Tuesday, November 2, 2010

The Moral Paradox of Consumer Capitalism

The modern economy depends on people living and acting in ways that offend the moralists among us. Unless investors throw money at harebrained schemes and consumers ruin themselves to get more useless trinkets, the system sags into depression. I remember reading once that all of the economic gains that have accrued to poor Americans since WW II have happened in the top year of each business cycle; only when foolish investors are desperately competing for workers to put up another doomed shopping mall and middle class people are spending themselves into bankruptcy does any of our wealth trickle down to maids and laborers. The internet stock boom of the 90s was a completely ludicrous event, a study in crowd psychology equal to the Dutch tulip mania, yet it served the purpose of directing so many billions at technology companies that they were able to quickly create a whole online world.

I have long pondered this wearisome truth, and this week Paul Krugman has a column restating this paradox:
The years leading up to the 2008 crisis were indeed marked by unsustainable borrowing, going far beyond the subprime loans many people still believe, wrongly, were at the heart of the problem. Real estate speculation ran wild in Florida and Nevada, but also in Spain, Ireland and Latvia. And all of it was paid for with borrowed money.

This borrowing made the world as a whole neither richer nor poorer: one person’s debt is another person’s asset. But it made the world vulnerable. When lenders suddenly decided that they had lent too much, that debt levels were excessive, debtors were forced to slash spending. This pushed the world into the deepest recession since the 1930s. And recovery, such as it is, has been weak and uncertain — which is exactly what we should have expected, given the overhang of debt.

The key thing to bear in mind is that for the world as a whole, spending equals income. If one group of people — those with excessive debts — is forced to cut spending to pay down its debts, one of two things must happen: either someone else must spend more, or world income will fall.

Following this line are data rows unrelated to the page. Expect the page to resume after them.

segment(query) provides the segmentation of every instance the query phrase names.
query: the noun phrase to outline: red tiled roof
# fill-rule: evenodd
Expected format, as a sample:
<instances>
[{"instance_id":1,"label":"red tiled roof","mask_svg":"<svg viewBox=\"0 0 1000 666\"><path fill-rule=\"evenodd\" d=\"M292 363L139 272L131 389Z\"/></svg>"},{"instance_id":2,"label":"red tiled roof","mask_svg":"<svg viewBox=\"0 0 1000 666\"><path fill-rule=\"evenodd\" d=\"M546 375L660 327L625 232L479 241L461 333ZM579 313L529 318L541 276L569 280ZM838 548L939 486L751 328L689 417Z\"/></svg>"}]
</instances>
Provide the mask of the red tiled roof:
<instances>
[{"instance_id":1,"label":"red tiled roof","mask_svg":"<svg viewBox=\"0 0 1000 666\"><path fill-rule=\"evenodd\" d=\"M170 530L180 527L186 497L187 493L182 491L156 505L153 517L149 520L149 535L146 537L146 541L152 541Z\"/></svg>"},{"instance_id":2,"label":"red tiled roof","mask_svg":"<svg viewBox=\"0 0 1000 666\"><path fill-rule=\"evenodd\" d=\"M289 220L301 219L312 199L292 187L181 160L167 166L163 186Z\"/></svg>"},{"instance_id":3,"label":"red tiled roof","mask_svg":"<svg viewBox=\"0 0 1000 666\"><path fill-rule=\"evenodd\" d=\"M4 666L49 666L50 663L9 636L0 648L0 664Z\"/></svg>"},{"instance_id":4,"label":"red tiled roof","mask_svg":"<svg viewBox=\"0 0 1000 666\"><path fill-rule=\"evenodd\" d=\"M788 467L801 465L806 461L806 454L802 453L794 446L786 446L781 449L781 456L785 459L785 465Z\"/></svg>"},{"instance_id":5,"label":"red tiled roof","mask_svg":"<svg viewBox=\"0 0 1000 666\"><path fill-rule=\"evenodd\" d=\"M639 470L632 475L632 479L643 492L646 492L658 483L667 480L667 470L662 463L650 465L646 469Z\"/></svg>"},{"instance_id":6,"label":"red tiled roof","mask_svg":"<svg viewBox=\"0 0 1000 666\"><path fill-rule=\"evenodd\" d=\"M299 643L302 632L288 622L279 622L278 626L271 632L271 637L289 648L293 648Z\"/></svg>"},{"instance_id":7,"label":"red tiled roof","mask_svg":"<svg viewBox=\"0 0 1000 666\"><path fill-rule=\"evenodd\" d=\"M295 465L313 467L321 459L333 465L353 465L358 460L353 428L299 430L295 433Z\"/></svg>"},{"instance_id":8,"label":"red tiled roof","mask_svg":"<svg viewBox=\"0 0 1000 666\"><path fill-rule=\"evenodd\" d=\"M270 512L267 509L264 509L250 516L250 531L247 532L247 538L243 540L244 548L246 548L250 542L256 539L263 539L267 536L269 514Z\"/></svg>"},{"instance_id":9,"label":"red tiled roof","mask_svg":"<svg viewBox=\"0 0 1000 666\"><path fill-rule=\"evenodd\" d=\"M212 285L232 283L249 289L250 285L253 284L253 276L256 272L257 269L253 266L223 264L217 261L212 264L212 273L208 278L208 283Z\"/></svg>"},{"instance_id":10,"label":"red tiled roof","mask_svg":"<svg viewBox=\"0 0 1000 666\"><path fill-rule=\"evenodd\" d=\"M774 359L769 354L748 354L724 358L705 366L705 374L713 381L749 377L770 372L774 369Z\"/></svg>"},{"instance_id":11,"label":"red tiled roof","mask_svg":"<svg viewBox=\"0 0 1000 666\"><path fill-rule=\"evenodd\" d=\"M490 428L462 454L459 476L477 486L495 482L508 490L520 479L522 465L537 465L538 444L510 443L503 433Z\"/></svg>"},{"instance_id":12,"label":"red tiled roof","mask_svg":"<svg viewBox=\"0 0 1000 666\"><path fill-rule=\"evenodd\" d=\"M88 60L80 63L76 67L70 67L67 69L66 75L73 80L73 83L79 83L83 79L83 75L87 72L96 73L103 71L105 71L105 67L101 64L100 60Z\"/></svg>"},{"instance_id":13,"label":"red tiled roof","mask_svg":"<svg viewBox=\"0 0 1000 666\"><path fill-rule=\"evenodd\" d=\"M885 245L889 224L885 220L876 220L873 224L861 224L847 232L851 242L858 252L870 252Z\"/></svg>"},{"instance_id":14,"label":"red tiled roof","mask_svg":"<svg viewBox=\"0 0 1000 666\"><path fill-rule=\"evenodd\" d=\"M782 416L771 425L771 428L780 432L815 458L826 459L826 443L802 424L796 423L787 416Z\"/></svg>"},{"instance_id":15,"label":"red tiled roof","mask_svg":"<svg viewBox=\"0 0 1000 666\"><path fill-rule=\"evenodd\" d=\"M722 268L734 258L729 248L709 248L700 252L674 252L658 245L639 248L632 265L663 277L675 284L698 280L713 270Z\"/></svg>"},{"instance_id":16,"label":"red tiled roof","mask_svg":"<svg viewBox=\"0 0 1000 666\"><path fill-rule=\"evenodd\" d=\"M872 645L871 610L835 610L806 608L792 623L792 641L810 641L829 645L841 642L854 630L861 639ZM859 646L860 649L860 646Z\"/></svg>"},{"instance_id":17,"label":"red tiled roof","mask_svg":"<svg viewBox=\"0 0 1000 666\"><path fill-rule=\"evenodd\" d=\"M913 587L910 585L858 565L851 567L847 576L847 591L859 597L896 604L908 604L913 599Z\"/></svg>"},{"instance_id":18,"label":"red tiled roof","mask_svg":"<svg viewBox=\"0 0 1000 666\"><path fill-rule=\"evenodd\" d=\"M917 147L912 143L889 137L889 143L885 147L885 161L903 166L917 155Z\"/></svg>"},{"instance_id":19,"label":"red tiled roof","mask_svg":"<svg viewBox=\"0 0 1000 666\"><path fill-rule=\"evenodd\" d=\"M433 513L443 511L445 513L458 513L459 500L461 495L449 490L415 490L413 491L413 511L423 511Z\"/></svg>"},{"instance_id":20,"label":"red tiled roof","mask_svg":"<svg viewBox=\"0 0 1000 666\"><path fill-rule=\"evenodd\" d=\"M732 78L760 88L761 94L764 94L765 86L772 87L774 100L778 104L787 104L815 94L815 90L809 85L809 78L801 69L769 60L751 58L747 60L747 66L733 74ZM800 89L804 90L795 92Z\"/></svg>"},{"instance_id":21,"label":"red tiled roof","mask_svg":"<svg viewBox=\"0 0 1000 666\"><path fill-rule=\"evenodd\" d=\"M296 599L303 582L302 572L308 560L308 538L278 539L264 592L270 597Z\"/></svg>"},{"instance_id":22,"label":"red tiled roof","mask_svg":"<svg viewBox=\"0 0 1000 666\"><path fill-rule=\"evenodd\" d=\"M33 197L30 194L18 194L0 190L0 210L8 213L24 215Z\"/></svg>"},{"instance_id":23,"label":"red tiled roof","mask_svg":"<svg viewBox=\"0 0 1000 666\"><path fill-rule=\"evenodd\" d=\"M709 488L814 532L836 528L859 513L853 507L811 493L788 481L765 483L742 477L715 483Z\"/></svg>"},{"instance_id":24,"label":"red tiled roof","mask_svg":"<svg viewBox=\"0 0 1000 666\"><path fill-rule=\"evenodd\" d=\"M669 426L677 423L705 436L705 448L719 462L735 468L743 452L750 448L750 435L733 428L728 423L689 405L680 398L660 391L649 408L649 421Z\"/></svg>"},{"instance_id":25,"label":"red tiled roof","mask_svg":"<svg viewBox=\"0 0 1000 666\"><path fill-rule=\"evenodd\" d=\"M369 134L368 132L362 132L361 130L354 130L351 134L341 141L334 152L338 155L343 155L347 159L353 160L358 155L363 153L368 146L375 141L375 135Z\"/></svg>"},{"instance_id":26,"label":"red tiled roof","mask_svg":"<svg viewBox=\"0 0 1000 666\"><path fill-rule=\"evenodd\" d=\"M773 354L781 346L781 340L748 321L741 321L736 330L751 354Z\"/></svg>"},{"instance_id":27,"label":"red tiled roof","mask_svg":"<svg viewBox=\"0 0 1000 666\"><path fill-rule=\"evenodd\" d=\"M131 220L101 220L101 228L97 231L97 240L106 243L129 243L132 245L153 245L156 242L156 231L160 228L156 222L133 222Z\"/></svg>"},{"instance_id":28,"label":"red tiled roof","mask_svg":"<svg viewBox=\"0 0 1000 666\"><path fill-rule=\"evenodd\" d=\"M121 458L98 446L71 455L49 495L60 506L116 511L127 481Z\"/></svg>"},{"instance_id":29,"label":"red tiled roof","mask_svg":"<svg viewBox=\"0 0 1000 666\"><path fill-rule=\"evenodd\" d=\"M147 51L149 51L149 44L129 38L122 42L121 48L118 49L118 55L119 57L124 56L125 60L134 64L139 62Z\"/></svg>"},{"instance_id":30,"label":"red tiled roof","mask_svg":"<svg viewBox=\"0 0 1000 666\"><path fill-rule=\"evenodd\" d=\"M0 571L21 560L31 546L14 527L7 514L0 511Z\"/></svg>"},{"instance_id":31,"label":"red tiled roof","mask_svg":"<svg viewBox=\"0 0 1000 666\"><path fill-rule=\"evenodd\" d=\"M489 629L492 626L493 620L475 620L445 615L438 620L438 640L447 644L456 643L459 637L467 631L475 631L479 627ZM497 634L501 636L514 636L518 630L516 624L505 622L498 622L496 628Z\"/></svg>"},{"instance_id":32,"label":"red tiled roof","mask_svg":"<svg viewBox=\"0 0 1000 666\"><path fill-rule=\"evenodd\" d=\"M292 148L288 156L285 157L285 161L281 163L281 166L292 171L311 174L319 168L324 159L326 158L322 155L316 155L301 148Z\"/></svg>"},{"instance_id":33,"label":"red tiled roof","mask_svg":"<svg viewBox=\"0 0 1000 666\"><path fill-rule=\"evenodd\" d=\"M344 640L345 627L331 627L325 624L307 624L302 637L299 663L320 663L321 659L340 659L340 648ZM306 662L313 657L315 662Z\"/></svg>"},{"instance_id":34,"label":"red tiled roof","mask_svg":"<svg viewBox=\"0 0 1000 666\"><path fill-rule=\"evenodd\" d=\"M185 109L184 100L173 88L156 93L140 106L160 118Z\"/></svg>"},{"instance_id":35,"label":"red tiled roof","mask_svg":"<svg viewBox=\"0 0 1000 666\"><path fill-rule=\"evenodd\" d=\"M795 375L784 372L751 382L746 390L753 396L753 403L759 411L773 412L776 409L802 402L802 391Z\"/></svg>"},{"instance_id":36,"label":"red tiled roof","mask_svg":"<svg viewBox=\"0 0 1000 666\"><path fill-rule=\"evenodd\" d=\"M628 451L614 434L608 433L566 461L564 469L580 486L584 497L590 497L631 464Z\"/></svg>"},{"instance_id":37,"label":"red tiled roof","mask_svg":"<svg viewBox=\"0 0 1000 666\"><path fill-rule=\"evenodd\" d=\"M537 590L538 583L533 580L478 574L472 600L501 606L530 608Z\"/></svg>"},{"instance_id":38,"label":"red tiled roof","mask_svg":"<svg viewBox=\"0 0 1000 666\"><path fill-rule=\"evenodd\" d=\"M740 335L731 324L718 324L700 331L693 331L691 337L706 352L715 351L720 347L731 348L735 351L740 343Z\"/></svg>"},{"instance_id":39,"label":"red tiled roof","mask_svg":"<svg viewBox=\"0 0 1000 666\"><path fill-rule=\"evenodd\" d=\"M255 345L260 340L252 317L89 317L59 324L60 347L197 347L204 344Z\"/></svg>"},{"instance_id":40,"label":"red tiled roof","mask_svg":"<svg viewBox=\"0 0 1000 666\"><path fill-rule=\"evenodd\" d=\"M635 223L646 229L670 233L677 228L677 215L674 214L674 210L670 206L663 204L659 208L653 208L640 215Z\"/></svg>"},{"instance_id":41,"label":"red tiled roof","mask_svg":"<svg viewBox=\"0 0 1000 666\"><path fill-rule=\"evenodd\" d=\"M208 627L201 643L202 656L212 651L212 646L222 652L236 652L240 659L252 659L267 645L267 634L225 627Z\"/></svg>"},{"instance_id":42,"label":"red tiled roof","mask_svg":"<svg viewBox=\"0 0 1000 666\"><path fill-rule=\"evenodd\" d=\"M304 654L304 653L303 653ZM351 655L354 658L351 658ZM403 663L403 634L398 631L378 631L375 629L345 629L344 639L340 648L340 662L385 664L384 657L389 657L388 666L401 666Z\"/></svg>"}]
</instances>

The impulse of the moralizers -- tighten our belts, forget about excesses that were bad for our souls anyway, concentrate on spiritual things rather than money -- is, in economic terms, a disaster. The moral impulse is to think that the severe recession is something we deserve for our past profligacy, something we can get through only by buckling down. It is a test of our character that we must pass before we deserve relief. You can see this in particular in comments on the notion that the Federal Reserve could help us out by just printing money. People who don't like the idea are not really arguing about the economics of the money supply, they are just sure in their guts that "tricks" don't work and there is "no easy way out." But both economics and recent history argue that the moralists are wrong. The recession will end when people stop tightening their belts and start spending money again. From what I read it seems quite likely to me that "tricks" like deficit spending and raising the money supply really can help the economy. I have the sense that our whole economy is a trick, in which unsustainable spending and foolish investment somehow keep the machine of growth going.

I write this as a moralist myself. I have always had a jaded view of our consumer paradise, and I am quite certain that always chasing after more stuff and bigger houses does not make anybody happier. There is a part of me that delights to read about ruined speculators in Florida and Las Vegas. I sometimes dream about a world in which people would be content with less, in which finding more time to be with our friends and families would be more important than climbing the corporate ladder, in which people would focus on connection and meaning rather than success. I know, though, that if too many people did this at once the whole system would collapse.

Perhaps it is fortunate that the impulses driving us to spend, to acquire, and to flaunt are so strong, because we don't know how to make the world work without them.

1 comment:

Unknown said...

It has often seemed to me that our entire financial system is essentially a giant pyramid scheme. This seems to me especially true of the stock market, since no one has ever given me a reason why people buy stock, except that they think someone else will pay more for it sometime in the future. Apparently dividends are unimportant. That seems to me nearly the very definition of a pyramid scheme.

I'm not much of a moralist, so none of this bothers me in that sense. But it does make me nervous.